フットワークは軽い方だけど、妙なところで「手の届く範囲でいいのだ」と思ってしまう。諦めているのとも少し違う。変なところでつまづいてしまうこの性格について、さかのぼってぼんやり考えてみた。

 

「 そこにあるものの中から、すきを見つける。 」

わたしは山の麓にある、自然がいっぱいの町で生まれ、18年間を過ごした。今思い返すと、「そこにあるもの」で楽しむ才能は、ここで暮らす中で必然的に身につけたのかも。たとえば、映画観賞。家にあるビデオテープを繰り返し観続けていた。世界中から観たいものを探し、手に入れる!というよりも、あるものの中から好きなものを探したり、繰り返し観ることで好きな部分をより強く「わかっていく」ことが何よりの楽しみだった。

それは映画だけではなくて、音楽も、小説も、漫画も、そういう楽しみ方だった。広げていくにしても、じんわり、じんわり。今思えば非効率なやり方で、自分の"好きのエリア"を広げていくことに、喜びを感じていた。

「そこにあるもの」で楽しむ。これは映画や小説に限らず、どんな物事にもいえることだった。ライブに行く、なんて夢物語に思えたし、まさか自分が切符を買えばどこにでも行けるなんて、あの頃は想像が及ばなかったのだ。

 

「 当たり前のことに、頬をぶたれる感じ 」

だから、おかしな話だけれど、大人になるにつれて 「ちゃんと欲しい切符を買って」行動に移せる人がいるんだ、という事実に頬をぶたれまくっていた。

文字にすると当たり前すぎて情けない。ここまでわかってもなかなか実行にうつせない自分がいた。たぶん、価値観を更新しないまま、大人になってしまったのだろうなあ。恥ずかしいなあ。そんな感覚を持ち続けながら、そういうことを難なくやってこなす人たちに「すごいなあ」と憧れていた。

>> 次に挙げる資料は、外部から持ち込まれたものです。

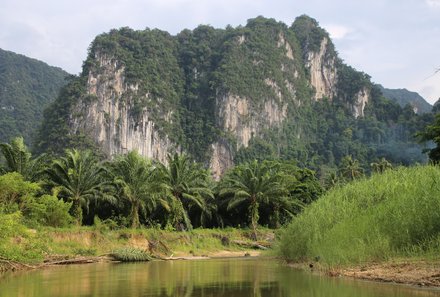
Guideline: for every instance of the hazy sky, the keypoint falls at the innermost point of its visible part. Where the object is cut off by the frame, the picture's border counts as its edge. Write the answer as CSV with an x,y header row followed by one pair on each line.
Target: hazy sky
x,y
397,42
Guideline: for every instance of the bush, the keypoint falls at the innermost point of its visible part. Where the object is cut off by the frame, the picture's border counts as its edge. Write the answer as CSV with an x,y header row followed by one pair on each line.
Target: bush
x,y
130,254
391,214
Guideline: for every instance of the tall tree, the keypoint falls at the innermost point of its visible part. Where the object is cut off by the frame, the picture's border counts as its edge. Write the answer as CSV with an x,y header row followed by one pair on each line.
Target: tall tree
x,y
432,133
19,159
138,183
187,187
79,178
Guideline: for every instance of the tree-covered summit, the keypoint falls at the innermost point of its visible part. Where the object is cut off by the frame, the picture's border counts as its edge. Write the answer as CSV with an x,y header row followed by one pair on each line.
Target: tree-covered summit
x,y
184,81
27,87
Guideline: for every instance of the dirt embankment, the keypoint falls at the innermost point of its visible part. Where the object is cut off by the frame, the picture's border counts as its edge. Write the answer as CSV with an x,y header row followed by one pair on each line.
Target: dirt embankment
x,y
418,273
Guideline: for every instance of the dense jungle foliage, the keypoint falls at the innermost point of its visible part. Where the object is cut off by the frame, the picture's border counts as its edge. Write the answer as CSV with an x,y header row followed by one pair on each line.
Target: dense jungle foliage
x,y
27,87
187,76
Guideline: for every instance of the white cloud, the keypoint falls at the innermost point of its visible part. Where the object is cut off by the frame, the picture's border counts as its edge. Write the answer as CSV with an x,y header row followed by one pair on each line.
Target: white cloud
x,y
338,31
433,3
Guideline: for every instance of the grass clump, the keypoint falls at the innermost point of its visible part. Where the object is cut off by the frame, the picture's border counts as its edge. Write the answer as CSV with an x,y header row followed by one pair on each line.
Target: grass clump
x,y
394,214
130,254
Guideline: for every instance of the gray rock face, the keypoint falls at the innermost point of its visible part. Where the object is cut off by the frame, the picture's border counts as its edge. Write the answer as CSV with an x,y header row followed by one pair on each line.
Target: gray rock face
x,y
107,117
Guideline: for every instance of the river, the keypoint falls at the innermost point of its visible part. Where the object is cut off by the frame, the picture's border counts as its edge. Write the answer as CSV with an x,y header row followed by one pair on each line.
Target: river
x,y
204,278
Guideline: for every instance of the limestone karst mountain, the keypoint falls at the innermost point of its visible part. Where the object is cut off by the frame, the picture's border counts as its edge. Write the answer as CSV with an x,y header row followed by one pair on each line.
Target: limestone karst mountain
x,y
264,90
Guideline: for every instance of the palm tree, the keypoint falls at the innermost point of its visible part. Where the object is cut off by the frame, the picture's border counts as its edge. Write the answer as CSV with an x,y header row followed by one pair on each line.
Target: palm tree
x,y
138,182
18,159
79,178
255,184
187,187
351,168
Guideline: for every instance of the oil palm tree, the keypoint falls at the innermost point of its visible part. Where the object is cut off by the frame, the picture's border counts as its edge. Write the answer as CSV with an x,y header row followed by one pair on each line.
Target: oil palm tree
x,y
255,184
187,187
79,178
137,182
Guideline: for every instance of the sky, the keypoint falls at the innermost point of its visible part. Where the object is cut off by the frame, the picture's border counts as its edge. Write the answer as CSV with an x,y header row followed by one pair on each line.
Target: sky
x,y
396,42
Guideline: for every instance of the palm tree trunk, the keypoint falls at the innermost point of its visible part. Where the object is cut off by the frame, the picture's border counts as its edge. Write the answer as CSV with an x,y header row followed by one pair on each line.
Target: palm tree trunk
x,y
77,211
254,218
135,215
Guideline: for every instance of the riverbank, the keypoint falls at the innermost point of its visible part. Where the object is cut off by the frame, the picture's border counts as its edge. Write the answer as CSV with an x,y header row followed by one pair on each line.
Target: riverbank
x,y
413,272
52,246
410,272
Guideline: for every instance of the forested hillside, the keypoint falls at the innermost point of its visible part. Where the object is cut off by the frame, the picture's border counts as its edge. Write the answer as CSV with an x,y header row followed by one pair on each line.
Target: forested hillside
x,y
404,97
226,96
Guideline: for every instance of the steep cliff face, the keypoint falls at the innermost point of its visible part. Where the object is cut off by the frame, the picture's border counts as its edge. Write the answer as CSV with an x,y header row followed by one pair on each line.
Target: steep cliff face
x,y
107,116
239,118
222,96
323,72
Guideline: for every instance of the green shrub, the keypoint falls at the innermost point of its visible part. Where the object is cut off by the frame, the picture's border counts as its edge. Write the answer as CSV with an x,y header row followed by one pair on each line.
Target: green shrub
x,y
391,214
130,254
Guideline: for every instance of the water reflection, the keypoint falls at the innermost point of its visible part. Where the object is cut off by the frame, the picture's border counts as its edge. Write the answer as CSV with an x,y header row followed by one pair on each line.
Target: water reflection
x,y
223,277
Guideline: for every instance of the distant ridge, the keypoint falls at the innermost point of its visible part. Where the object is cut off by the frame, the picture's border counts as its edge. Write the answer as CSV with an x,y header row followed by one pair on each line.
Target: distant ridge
x,y
404,97
27,87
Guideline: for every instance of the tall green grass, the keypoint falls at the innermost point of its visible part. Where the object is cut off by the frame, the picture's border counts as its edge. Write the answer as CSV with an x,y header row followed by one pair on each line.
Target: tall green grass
x,y
393,214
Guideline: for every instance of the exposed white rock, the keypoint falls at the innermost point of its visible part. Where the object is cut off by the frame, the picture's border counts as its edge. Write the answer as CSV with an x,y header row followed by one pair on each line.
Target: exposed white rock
x,y
221,158
360,101
237,115
283,42
108,119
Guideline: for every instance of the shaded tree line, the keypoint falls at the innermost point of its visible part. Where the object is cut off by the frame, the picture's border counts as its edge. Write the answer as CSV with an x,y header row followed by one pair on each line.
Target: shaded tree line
x,y
133,191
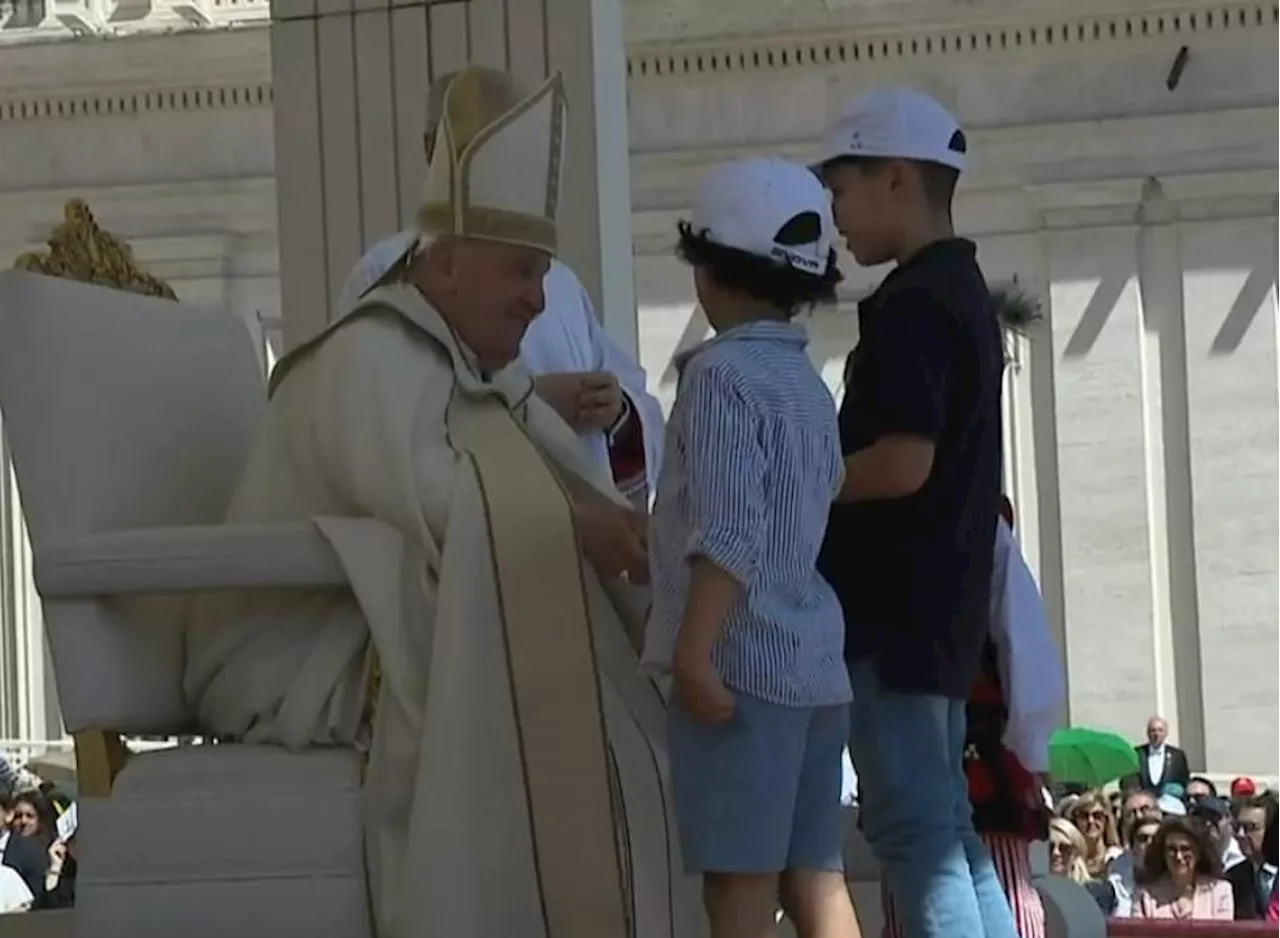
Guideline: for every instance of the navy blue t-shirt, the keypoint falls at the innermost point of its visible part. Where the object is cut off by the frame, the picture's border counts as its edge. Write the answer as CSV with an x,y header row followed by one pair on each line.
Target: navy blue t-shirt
x,y
914,573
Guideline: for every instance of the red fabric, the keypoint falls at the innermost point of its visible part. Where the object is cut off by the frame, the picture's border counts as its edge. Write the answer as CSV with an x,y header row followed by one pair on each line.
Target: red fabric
x,y
626,453
1185,928
1013,869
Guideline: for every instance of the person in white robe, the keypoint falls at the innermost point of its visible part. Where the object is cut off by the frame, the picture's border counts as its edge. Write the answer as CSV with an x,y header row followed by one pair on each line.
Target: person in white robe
x,y
485,653
595,387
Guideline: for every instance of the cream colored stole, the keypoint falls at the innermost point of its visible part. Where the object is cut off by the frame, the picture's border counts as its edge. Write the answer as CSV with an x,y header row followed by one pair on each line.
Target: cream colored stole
x,y
553,673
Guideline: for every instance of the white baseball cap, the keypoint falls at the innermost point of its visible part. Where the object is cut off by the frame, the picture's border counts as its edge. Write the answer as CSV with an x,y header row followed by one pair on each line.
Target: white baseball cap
x,y
768,207
896,123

ようやく少しずつ、欲しい切符は買えるときに買おう!と動けるようになってきた(かな。)でもやっぱりちょっと変なところで、つまづいてる。

 

「 そんな、ひっそりしたがまんを経て 」

昨日、10年ぶりくらいに打ち上げ花火を見て、上記のことを思い出していた。わたしは幼少期から花火が大好きで、できることなら毎年、大きな打ち上げ花火を5時間くらいぶっ通しで見たい。

だけど、東京の夏は暑いし、花火大会はどこも人が多い。その割に遠くからしか見れなかったりするし、帰りの電車は最悪。「花火が好き」という記憶は、<いとこの家の庭で、みんなにお誕生日を祝ってもらった後に、バーベキューをした後に、花火を見ていた>そんな体験とセットだから愛おしいのだ。大事すぎて、その記憶をなかなか更新できない。ヨレヨレのタオルケットのように離せない。

「行けない理由」をひとつひとつ、紐解いて行けば解消できたかもしれない。そうしてこなかったのは自分だ。

でも今年違かったのは、「花火に行こう」ってみんなで集まれたこと。すきな人たちと一緒に行くだけで、叶えられてしまった。自分のちからだけでは、できなかった。

だから少しずつ、みんなのちからを借りながら。叶えずにおいた小さな願いを、叶えていけたらなあと思う。誰かの願いも叶えられたらいいな。行きたい場所の切符、誰かとなら買えるかもしれないよね。

ふう。今、山から降りてきたみたいなことを言ってすみません。
わたしの人生なのでわたしの歩みで、いきますね。